Я посмотрел на нее просто с отчаянием и прошептал: «Дайте ключ мне, ради Бога». Из следователя я обращался в просителя. Между тем за дверью раздавался громкий мужской голос, требовавший, чтоб дверь отперли. На мою просьбу Ластова ничего не отвечала, но, когда я машинально протянул к ней руку, она вдруг дико вскрикнула и, бросившись от меня в угол комнаты, схватилась обеими руками за ворот своего платья и разорвала его, крича: «Спасите, спасите меня!» Это было делом мгновения, и я начинал понимать, что нахожусь в безвыходном положении, что я пропал совсем окончательно благодаря блистательной игре преступницы. Дико оглядываясь кругом себя, я увидел ключ на кресле, с которого она встала. Я взял его, медленно вложил в замочную скважину и отпер дверь. В передней было несколько человек, и между ними — Ластов, он с ненавистью посмотрел на меня и бросился к жене… Сцену, затем происшедшую, я не могу описать: она была слишком исключительна и невероятна, и едва ли когда-нибудь еще происходило что-нибудь подобное в камере судебного следователя.
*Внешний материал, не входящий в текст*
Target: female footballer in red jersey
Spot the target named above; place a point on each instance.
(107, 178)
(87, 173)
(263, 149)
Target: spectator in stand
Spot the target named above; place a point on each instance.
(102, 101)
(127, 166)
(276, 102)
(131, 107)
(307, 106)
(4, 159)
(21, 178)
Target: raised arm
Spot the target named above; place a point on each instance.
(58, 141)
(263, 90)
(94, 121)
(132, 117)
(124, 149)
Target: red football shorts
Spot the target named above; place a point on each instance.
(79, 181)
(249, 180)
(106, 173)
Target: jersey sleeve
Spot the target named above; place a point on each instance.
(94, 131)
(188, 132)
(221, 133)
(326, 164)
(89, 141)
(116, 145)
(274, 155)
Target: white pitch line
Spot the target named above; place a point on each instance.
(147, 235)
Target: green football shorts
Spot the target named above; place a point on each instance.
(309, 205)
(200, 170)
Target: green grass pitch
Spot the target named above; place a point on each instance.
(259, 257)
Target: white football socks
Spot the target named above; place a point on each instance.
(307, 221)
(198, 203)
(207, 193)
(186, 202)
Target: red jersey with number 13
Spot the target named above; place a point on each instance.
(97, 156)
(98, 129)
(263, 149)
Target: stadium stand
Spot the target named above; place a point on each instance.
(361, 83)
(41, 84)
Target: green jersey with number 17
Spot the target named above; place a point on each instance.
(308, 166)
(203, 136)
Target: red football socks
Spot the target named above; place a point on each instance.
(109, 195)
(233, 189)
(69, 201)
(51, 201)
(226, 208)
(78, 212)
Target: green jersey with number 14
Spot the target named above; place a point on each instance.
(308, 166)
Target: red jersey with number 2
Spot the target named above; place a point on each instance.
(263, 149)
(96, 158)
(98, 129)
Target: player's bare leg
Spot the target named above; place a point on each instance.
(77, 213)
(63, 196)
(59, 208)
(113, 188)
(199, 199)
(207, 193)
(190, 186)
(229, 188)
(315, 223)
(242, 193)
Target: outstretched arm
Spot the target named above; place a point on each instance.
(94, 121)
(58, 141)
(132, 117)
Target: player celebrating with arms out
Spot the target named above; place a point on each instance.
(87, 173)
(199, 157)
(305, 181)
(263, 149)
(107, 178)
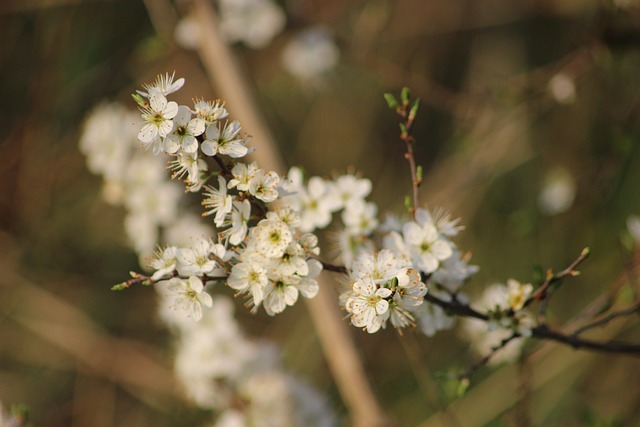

Нечего говорить, что меня устранили от следствия. Все улики были против меня, а не против Ластовой: я запер дверь, я сочинил ее признание с тем, чтоб заставить ее угрозами снизойти на преступную любовь мою, я выдумал какой-то будто бы найденный у нее в доме перстень, тогда как полицейский чиновник, делавший осмотр, просто взял первый попавшийся перстень, и тот, неизвестно куда, скрылся, если не предположить, что я украл его; я писал ей письмо, которое действительно можно объяснить так, что я хотел устроить ей ловушку с амурными целями; я подкупил кучера Ластовой, чтоб он сделал именно такое показание, какое мне нужно было: кучер, разумеется, отперся от первого показания.
Ластову не тронули при переследовании дела, и она уехала с семьей за границу; через несколько месяцев уехал туда и муж ее. Дело тянулось еще с год и ничем не кончилось при старом судопроизводстве. Гарницкий и Пыльнев были оставлены в сильном подозрении.